As we seek to pray within the living tradition of the Church, it can happen from time to time that individuals or groups might propose particular forms of prayer (words, melodies, gestures, images) which seem suitable to express publicly our relationship with God. The teaching Church has the important task of discerning the fidelity of these ways of praying to the tradition of the faith which has been handed down to us from the apostles. To say it another way, the language of prayer, for the followers of Jesus Christ, always has been to be seen in relation to Jesus Christ himself.

Although we readily acknowledge that our language cannot ever fully describe the mystery of God and that we must continually purify our language about God so that our image of God is not confused with our human representations, it is important that we look to Jesus and to the tradition of the Church to help us in the purification process.

Jesus reveals the identity of God as a mystery of relationship. He relates to God as his dear Father (Abba) and invites us into that relationship. The Christian tradition has therefore followed the lead of Jesus in praying to "our Father."

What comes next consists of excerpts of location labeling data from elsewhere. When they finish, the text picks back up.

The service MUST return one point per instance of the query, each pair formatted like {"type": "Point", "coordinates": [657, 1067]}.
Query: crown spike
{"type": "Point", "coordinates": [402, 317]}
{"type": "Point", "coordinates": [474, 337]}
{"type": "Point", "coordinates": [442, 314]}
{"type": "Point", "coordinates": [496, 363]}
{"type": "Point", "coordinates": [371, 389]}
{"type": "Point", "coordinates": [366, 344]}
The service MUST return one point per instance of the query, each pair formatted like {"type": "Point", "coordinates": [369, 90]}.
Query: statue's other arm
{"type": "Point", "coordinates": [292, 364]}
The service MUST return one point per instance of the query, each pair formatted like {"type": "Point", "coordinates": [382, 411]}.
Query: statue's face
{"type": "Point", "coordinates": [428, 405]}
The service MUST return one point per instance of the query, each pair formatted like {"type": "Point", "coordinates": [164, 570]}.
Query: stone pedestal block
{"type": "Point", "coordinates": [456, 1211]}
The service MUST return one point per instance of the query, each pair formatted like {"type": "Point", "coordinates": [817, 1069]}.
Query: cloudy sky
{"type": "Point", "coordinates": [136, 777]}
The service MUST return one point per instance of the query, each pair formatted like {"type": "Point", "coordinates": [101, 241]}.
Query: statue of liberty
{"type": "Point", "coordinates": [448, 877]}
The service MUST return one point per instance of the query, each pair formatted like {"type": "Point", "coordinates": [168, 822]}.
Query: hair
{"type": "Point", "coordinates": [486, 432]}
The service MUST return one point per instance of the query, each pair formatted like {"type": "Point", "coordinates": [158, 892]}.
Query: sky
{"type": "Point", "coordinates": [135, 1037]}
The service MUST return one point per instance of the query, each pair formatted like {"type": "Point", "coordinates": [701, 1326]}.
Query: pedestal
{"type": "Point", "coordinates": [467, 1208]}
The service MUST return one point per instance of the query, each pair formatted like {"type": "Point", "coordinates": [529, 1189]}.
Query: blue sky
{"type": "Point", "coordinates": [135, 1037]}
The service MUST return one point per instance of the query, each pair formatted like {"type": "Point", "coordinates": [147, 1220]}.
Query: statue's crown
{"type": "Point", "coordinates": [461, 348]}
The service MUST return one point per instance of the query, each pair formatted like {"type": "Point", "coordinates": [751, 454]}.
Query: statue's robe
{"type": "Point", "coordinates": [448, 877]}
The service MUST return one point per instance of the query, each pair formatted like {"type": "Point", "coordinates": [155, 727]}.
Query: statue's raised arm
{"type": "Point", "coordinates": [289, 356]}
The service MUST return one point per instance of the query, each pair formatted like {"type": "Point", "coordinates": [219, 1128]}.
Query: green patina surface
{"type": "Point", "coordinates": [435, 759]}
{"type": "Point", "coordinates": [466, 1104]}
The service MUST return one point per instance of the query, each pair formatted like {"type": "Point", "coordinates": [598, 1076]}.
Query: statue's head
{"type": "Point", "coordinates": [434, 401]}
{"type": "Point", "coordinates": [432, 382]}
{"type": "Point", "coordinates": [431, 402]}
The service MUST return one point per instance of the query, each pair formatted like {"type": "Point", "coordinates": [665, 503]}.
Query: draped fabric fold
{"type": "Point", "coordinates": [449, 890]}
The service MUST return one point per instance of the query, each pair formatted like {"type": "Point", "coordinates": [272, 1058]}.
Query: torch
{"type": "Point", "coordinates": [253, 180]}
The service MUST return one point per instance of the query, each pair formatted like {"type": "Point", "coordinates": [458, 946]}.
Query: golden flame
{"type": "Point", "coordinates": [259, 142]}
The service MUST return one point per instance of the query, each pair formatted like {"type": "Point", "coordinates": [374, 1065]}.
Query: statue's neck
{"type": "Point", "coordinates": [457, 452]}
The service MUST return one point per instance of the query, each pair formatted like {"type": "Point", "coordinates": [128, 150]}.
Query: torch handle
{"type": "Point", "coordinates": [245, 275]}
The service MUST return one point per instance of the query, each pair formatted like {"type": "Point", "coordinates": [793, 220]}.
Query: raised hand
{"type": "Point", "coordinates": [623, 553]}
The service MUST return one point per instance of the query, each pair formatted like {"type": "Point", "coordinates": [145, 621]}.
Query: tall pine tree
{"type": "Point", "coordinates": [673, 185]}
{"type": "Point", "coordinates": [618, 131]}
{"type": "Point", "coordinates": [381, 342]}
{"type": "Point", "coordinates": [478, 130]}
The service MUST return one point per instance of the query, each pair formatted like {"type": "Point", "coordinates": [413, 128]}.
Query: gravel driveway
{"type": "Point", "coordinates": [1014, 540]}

Following the prayer of our Jewish ancestors, as well as the prayer of Jesus, the Christian tradition has named God with pronouns such as "he, him," etc., in distinction from other religions of various ages which acknowledge different gods and which have been named as female deities. Though the Christian tradition acknowledges that God transcends the human distinction between the sexes and known expressions for a particular parental tenderness in God which use the image of motherhood, for example, there is no other language which assures our fidelity to the God revealed in the Hebrew Scriptures and revealed by Jesus than that in which Jesus reveals God as his Father and to whom the tradition consistently refers with the use of masculine terminology.

The sung blessing currently in use in the Catholic Diocese of Saginaw employs in its first verse a paraphrase of the beautiful and traditional text from the Book of Numbers [*See Solemn Blessings #10, Ordinary Time I]. I encourage the use of this profound scriptural prayer. However, the second verse of the blessing as commonly sung does not maintain the necessary clarity regarding the naming of God which is part of our Jewish and Christian heritage and can therefore unintentionally bring about confusion or misdirection in our prayer. Therfore, the use of this second verse should be discontinued.